# Intro

Summarized reference from the book “The Art of Software Security Assessment – Identifying and Preventing Software Vulnerabilities” By Mark Dowd, John McDonald, Justin Schuh.

Please go read this chapter and book in its entirety. You won’t be disappointed.

# Integer Promotions

Integer promotions specify how C takes a narrow integer data type, such as a char or short, and converts it to an int (or, in rare cases, to an unsigned int). This up-conversion, or promotion, is used for two different purposes:

• Certain operators in C require an integer operand of type int or unsigned int. For these operators, C uses the integer promotion rules to transform a narrower integer operand into the correct typeint or unsigned int.
• Integer promotions are a critical component of C’s rules for handling arithmetic expressions, which are called the usual arithmetic conversions.
For arithmetic expressions involving integers, integer promotions are usually applied to both operands.

There’s a useful concept from the C standards: Each integer data type is assigned what’s known as an integer conversion rank. These ranks order the integer data types by their width from lowest to highest. The signed and unsigned varieties of each type are assigned the same rank. The following abridged list sorts integer types by conversion rank from high to low. The C standard assigns ranks to other integer types, but this list should suffice for this discussion:

## Integer conversion rank

 long long int, unsigned long long int long int, unsigned long int unsigned int, int unsigned short, short char, unsigned char, signed char _Bool

Integer Promotions Summary
If you apply the integer promotions to a variable, what happens? First, if the variable isn’t an integer type or a bit field, the promotions do nothing. Second, if the variable is an integer type, but its integer conversion rank is greater than or equal to that of an int, the promotions do nothing. Therefore, ints, unsigned ints, long ints, pointers, and floats don’t get altered by the integer promotions.
So, the integer promotions are responsible for taking a narrower integer type or bit field and promoting it to an int or unsigned int. This is done in a straightforward fashion: If a value-preserving transformation to an int can be performed, it’s done. Otherwise, a value-preserving conversion to an unsigned int is performed.

The basic rule of thumb is this: If an integer type is narrower than an int, integer promotions almost always convert it to an int. A few common types.

Results of Integer Promotions

 Source Type Result Type Rationale unsigned char int Promote; source rank less than int rank char int Promote; source rank less than int rank short int Promote; source rank less than int rank unsigned short int Promote; source rank less than int rank unsigned int: 24 int Promote; bit field of unsigned int unsigned int: 32 unsigned int Promote; bit field of unsigned int int int Don’t promote; source rank equal to int rank unsigned int unsigned int Don’t promote; source rank equal to int rank long int long int Don’t promote; source rank greater than int rank float float Don’t promote; source not of integer type char * char * Don’t promote; source not of integer type

## Integer Promotion Applications

### Unary + Operator

The unary + operator performs integer promotions on its operand.

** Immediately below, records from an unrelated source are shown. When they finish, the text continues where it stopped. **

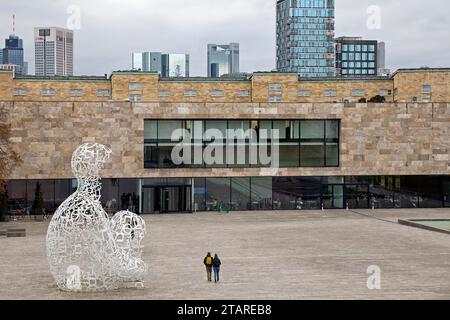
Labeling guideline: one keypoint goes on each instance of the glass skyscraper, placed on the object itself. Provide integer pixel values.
(305, 37)
(13, 54)
(166, 64)
(223, 59)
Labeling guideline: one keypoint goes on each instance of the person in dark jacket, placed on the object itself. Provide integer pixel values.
(208, 262)
(216, 267)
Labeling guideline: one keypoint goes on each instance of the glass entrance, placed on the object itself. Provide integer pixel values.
(166, 199)
(446, 190)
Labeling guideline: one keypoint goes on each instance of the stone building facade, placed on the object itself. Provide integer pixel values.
(393, 154)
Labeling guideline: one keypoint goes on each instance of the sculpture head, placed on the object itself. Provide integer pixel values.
(88, 159)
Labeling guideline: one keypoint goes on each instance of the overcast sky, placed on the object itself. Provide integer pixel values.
(416, 33)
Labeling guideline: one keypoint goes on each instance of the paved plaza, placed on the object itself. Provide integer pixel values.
(265, 255)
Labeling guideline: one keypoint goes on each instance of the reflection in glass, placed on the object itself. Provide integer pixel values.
(217, 194)
(261, 193)
(240, 194)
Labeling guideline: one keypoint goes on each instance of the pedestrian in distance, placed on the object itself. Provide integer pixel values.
(216, 267)
(208, 262)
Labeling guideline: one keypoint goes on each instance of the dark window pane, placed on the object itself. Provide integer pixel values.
(312, 154)
(110, 196)
(166, 128)
(17, 194)
(151, 130)
(332, 159)
(289, 155)
(199, 194)
(332, 127)
(261, 193)
(381, 195)
(240, 194)
(129, 198)
(309, 192)
(62, 191)
(150, 156)
(48, 194)
(217, 194)
(312, 129)
(285, 194)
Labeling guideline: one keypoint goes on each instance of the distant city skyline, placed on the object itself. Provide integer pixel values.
(111, 31)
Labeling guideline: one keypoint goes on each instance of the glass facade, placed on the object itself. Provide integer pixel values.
(158, 195)
(305, 37)
(223, 59)
(13, 53)
(356, 57)
(301, 143)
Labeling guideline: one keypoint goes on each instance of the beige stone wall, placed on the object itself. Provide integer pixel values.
(409, 84)
(405, 85)
(344, 90)
(204, 89)
(62, 90)
(384, 139)
(6, 83)
(121, 85)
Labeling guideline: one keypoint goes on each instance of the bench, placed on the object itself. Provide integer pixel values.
(16, 233)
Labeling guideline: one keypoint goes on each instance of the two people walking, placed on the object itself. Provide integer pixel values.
(212, 264)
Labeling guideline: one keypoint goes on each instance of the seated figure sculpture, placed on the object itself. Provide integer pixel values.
(86, 250)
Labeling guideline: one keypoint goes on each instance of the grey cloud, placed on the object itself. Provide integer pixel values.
(415, 34)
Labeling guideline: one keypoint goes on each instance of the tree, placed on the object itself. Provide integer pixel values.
(9, 159)
(38, 204)
(377, 99)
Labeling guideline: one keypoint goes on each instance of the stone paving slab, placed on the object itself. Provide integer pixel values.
(265, 255)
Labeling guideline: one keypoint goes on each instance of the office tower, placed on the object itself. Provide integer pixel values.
(147, 61)
(381, 60)
(223, 59)
(166, 65)
(305, 37)
(356, 57)
(13, 54)
(53, 51)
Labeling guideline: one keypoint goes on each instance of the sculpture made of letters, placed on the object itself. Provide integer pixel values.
(86, 250)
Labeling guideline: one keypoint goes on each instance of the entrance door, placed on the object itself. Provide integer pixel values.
(166, 199)
(446, 190)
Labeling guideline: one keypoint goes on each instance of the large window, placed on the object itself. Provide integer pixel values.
(241, 143)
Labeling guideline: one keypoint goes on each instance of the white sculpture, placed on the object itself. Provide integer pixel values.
(86, 250)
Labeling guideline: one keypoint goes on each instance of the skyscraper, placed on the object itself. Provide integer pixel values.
(166, 64)
(305, 37)
(53, 51)
(13, 54)
(223, 59)
(381, 59)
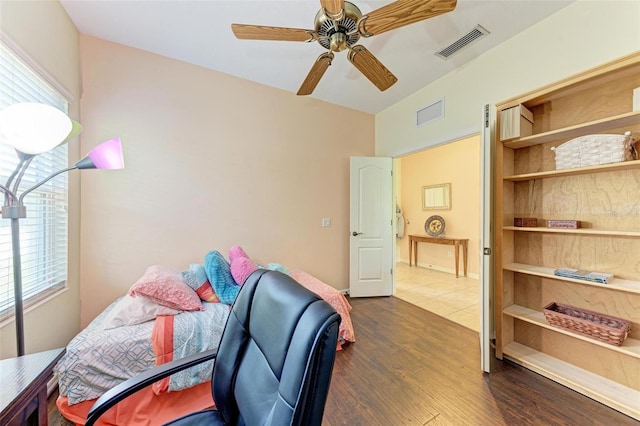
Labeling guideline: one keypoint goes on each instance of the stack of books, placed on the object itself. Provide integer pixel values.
(580, 274)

For example, if the bob variable is of type char, the resulting type of the expression (+bob) is int, whereas the resulting type of the expression (bob) is char.

### Unary – Operator

The unary – operator does integer promotion on its operand and then does a negation. Regardless of whether the operand is signed after the promotion, a twos complement negation is performed, which involves inverting the bits and adding 1.

### Unary ~ Operator

The unary ~ operator does a ones complement of its operand after doing an integer promotion of its operand. This effectively performs the same operation on both signed and unsigned operands for twos complement implementations: It inverts the bits.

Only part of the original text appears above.